Y’know, I have no problem with limiting the quantities purchased (as long as the limits are reasonable), and I can live with standing in line at the pharmacy if I have to—but some of the suggestions are to require you to “show identification—and even enter [your] addresses in a law enforcement database.” Excuse me? What do the police care if I have a cold? New! More government scrutiny of your life, brought to you by the War on Drugs(tm)!

As to the likely success of this effort, consider this quote from the the LA Times article:

As much as 80% of the methamphetamine available in the U.S. comes from organized crime rings cooking up huge quantities of the drug in California or across the border in Mexico. Restrictions on sales of Sudafed would do little to stop them.

The controls are aimed, instead, at meth brewed in small makeshift labs, primarily in the Midwest.

Great, so having the police track people who get colds will accomplish at most a 20% reduction in supply… until meth addicts cook up a new recipe that doesn’t use Sudafed.

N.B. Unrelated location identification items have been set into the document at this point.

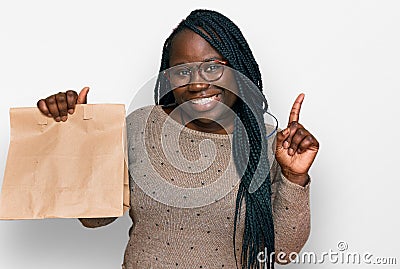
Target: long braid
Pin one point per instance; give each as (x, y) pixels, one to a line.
(228, 40)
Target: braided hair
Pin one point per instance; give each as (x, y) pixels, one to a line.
(221, 33)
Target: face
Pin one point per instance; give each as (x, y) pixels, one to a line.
(202, 99)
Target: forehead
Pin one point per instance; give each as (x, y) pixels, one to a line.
(187, 46)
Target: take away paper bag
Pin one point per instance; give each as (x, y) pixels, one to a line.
(66, 169)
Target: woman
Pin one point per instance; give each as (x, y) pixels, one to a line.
(266, 212)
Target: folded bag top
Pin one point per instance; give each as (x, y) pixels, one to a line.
(72, 169)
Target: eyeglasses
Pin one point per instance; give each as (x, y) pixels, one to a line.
(181, 75)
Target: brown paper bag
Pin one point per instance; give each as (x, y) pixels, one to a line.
(66, 169)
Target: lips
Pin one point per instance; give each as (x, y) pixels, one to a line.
(205, 100)
(205, 103)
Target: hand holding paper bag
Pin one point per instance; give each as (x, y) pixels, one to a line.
(66, 169)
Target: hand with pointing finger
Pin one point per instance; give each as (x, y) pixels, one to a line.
(59, 105)
(296, 147)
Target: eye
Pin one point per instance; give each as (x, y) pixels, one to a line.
(181, 72)
(212, 68)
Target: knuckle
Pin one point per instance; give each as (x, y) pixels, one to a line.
(51, 100)
(71, 94)
(60, 97)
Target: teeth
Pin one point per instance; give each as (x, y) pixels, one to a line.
(203, 101)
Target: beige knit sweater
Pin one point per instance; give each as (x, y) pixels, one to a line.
(183, 194)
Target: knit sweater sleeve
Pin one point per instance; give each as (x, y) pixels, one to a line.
(291, 213)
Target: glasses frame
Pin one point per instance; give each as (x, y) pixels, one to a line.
(199, 68)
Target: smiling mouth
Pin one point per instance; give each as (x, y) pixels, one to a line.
(205, 100)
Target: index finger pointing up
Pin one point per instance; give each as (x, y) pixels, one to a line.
(295, 112)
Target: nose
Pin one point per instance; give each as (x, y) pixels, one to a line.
(196, 87)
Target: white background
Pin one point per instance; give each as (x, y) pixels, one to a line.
(343, 54)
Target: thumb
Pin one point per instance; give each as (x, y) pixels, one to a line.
(82, 97)
(281, 137)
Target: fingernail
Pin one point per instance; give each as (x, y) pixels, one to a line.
(285, 145)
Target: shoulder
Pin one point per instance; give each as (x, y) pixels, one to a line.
(139, 113)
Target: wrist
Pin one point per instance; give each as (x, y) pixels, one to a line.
(299, 179)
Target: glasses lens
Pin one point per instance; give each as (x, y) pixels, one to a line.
(179, 75)
(211, 71)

4 thoughts on “Ruining it for the rest of us

  1. Just say no to Sudafed
    We read in the NY Times today that states are planning to restict sales of pseudophedrine (the decongestant often known by the name brand Sudafed). The reason is that home chemists can use it as an ingrediant to manufacture

  2. […] A few months ago I discovered that medications containing pseudoephedrine were labeled “restricted quantity items” at the local Sav-On because it can be used to make meth. Today I found that the shelf space that used to hold both brand-name Sudafed and the store brand now holds cards which direct you to the pharmacy. The boxes aren’t actually in the pharmacy in this store, they’re in a case up front, but the cards are pre-printed, and they say to go to the pharmacy. […]

  3. If people want to manufacture they send 20 people to random stores and make the purchases then conbine. You purchase the rest of the ingredents (wich aren’t restricted in any way or any where) and you do the cooking, give them a crumb or two, that’s 99.9% profit. It takes $80 of materials to turn it to $1,200 if made properly. You can put restrictins in every state and we’ll never go thirsty. If there is a will there is a way.

  4. cope: Yet another example of the split in this country between those who want/don’t want things done and those who actually do them. I’d wondered if the scenario would fall out as you describe. Seems perfectly logical to me……what’s wrong with the average lawmaker?